Southern
Canton or Guangzhou, Fujian and Xiamen (Amoy) and Hong Kong.
Cantonese or southern Chinese cooking is perhaps the best known of all. The style can be described as concentrating on texture. Natural flavours are not altered and preparation is kept to a minimum. What is aimed for is the control of crispiness and subtlety and the most distinctive aspect is its savoury quality.
Seafood flavours are often incorporated into meat cookery - such as oyster sauce or shrimp sauce. Salted black beans are used to impart a highly savoury taste, ginger is used to counteract fishiness, garlic is used to perfume and absolute freshness is vital. Soy sauces are used in artful ways to bring out the flavours of meat and poultry, married with aromatics like leeks, ginger and onions. Barbecue roasting is a highly developed art of producing a plethora of duck, chicken and pork dishes that are ambrosial. Fruit is often incorporated in Cantonese cooking, namely lemon, plum, tangerine and orange, which are evident in the tangy, sweet and sour sauces. Dim sum is traditionally Cantonese - a culinary art dating back to the 10th century, though today there are other regional versions. Under this school comes the Fujian or Amoy style of cooking which is light on the tongue, with highly refined broths, congees and soups with only the barest hints of ginger, scallions and sesame oil. Seafood cooking is particularly excellent with the clever use of soy, sesame oil, pepper, garlic as unguents.
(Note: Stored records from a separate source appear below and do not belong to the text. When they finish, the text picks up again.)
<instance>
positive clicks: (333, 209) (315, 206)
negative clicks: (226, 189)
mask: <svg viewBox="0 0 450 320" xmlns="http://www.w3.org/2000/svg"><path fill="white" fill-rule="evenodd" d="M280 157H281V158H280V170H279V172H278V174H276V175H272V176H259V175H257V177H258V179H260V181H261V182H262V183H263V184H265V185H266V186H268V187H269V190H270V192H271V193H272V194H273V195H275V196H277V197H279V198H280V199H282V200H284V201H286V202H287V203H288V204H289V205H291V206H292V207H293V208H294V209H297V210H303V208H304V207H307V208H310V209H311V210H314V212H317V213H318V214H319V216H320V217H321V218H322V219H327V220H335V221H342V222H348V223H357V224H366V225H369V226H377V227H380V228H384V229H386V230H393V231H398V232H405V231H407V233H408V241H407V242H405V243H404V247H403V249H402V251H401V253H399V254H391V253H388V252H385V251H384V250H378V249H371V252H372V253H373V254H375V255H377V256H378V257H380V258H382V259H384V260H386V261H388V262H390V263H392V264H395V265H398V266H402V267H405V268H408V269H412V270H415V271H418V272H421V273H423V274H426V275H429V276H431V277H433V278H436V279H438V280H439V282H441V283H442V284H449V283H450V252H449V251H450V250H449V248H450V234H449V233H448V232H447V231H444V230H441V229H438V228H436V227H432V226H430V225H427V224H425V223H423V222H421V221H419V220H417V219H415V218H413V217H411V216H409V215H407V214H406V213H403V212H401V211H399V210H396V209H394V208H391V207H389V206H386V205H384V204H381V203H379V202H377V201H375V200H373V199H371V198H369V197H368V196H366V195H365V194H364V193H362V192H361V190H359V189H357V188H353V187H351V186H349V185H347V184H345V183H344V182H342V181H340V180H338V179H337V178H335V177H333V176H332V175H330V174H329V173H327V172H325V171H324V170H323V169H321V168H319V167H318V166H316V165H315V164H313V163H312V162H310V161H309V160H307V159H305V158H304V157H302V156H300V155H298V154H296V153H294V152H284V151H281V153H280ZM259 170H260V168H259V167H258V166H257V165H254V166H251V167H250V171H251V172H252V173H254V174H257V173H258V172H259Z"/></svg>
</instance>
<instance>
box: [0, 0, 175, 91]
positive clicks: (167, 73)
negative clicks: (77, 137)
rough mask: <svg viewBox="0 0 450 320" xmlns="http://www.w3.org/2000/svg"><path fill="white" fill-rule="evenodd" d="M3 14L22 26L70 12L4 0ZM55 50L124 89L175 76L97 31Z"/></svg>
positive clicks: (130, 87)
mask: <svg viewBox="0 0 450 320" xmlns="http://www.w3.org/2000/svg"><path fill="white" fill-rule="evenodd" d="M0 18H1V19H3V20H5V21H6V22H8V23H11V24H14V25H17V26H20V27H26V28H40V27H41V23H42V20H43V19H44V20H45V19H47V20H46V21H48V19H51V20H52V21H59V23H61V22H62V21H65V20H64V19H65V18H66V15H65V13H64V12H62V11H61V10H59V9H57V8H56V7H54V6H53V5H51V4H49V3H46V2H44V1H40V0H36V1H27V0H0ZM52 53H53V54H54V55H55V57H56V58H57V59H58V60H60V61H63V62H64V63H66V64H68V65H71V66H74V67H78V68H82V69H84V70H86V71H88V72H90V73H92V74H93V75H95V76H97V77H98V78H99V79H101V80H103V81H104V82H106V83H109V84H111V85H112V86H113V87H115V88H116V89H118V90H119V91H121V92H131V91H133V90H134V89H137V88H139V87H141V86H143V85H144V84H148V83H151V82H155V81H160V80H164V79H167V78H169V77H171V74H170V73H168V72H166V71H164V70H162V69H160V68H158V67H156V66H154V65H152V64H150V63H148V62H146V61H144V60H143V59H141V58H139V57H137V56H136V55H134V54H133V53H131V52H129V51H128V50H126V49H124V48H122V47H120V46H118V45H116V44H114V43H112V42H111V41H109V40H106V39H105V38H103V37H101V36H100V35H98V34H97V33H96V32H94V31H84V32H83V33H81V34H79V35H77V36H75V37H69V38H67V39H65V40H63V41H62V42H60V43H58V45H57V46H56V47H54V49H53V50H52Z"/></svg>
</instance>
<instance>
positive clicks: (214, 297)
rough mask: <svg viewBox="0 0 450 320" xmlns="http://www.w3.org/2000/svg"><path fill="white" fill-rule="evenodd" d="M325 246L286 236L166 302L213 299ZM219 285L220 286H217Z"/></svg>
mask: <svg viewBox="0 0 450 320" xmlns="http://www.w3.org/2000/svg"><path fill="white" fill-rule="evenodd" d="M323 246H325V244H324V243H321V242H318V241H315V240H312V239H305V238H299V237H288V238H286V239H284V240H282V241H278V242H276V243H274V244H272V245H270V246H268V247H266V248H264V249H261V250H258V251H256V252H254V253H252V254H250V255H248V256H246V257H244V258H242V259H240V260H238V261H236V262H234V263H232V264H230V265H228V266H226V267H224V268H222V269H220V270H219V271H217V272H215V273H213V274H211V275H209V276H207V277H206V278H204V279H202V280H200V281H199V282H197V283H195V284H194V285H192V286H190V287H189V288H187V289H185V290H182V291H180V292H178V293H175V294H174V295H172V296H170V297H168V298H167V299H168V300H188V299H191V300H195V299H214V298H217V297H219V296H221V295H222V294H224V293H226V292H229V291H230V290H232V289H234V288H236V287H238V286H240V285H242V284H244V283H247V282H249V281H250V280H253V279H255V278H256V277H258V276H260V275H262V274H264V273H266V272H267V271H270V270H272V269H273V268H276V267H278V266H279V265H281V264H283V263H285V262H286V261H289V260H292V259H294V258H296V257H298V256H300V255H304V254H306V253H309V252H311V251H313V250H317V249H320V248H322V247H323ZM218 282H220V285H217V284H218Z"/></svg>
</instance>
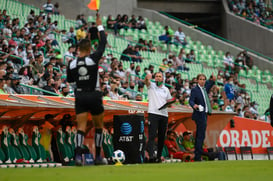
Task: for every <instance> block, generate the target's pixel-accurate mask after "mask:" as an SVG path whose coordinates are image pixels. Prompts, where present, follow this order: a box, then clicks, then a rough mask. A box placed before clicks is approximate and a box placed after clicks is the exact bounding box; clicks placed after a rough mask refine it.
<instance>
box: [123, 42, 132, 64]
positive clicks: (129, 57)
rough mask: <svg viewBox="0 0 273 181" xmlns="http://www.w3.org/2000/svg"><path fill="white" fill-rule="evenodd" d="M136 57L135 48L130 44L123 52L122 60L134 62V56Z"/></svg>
mask: <svg viewBox="0 0 273 181" xmlns="http://www.w3.org/2000/svg"><path fill="white" fill-rule="evenodd" d="M133 55H134V50H133V46H132V45H131V44H128V46H127V48H126V49H125V50H123V52H122V54H121V57H120V60H124V61H130V62H131V61H133V59H132V56H133Z"/></svg>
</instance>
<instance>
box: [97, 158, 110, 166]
mask: <svg viewBox="0 0 273 181" xmlns="http://www.w3.org/2000/svg"><path fill="white" fill-rule="evenodd" d="M94 163H95V165H107V160H106V159H103V158H101V157H98V158H96V159H95V162H94Z"/></svg>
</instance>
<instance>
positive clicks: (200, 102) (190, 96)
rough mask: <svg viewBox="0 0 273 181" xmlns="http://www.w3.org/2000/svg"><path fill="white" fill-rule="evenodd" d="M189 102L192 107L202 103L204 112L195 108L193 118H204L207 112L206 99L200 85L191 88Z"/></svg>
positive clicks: (197, 118) (192, 113)
mask: <svg viewBox="0 0 273 181" xmlns="http://www.w3.org/2000/svg"><path fill="white" fill-rule="evenodd" d="M189 103H190V106H191V107H192V108H193V106H194V104H197V105H202V106H203V107H204V111H202V112H200V111H198V110H195V109H194V108H193V113H192V119H193V120H199V119H202V118H203V117H204V116H205V114H206V112H205V109H206V104H205V100H204V97H203V94H202V92H201V89H200V87H199V86H198V85H197V86H196V87H195V88H193V89H192V90H191V96H190V101H189Z"/></svg>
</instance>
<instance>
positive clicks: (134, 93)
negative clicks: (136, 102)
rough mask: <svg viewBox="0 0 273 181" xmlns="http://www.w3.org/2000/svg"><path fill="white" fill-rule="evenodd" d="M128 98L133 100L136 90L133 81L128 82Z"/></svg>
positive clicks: (134, 95) (130, 99) (135, 96)
mask: <svg viewBox="0 0 273 181" xmlns="http://www.w3.org/2000/svg"><path fill="white" fill-rule="evenodd" d="M129 88H130V89H129V99H130V100H135V99H136V95H137V92H136V91H135V82H133V81H131V82H130V84H129Z"/></svg>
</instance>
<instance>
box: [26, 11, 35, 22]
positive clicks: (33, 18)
mask: <svg viewBox="0 0 273 181" xmlns="http://www.w3.org/2000/svg"><path fill="white" fill-rule="evenodd" d="M34 17H35V11H34V10H33V9H31V10H30V12H29V15H28V16H27V20H29V19H32V20H34Z"/></svg>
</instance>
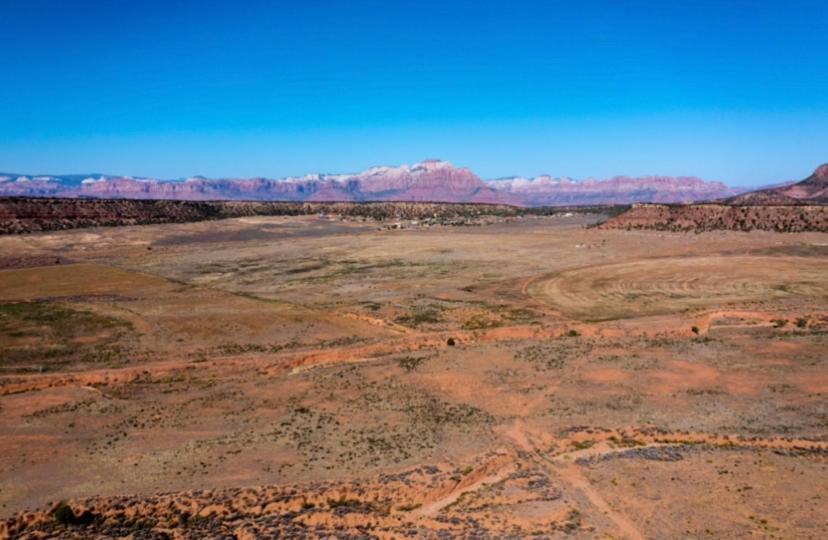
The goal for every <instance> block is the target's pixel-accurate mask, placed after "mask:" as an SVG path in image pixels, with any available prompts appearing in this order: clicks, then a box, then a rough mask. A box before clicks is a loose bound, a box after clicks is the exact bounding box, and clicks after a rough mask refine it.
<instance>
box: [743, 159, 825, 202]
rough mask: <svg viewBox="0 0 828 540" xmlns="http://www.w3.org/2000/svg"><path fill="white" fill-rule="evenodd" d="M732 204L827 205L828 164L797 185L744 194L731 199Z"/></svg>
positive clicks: (745, 193) (821, 167)
mask: <svg viewBox="0 0 828 540" xmlns="http://www.w3.org/2000/svg"><path fill="white" fill-rule="evenodd" d="M727 202H729V203H730V204H750V205H760V204H761V205H772V204H786V205H787V204H826V203H828V163H826V164H825V165H822V166H820V167H817V169H816V170H815V171H814V173H813V174H812V175H811V176H809V177H808V178H806V179H805V180H802V181H801V182H796V183H787V184H782V185H780V186H776V187H771V188H767V189H759V190H756V191H751V192H749V193H743V194H741V195H737V196H736V197H733V198H731V199H729V200H728V201H727Z"/></svg>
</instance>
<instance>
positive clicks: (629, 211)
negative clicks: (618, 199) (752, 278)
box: [600, 204, 828, 232]
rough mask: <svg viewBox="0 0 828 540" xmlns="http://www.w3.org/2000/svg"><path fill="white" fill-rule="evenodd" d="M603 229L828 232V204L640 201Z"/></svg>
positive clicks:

The Hong Kong school is one which evolved on the back of this former British colony's propensity to be much more pushy than most! As a dynamic commercial centre, the island is a magnet for the world's travellers.
The demand for superb food and competitive spirit has provoked chefs to go one better by being more inventive, more professional with a cutting edge to their culinary endeavours. Today, many Chinese restaurants take pride in promoting dishes as being Hong Kong style which is really saying Cantonese with an innovative twist.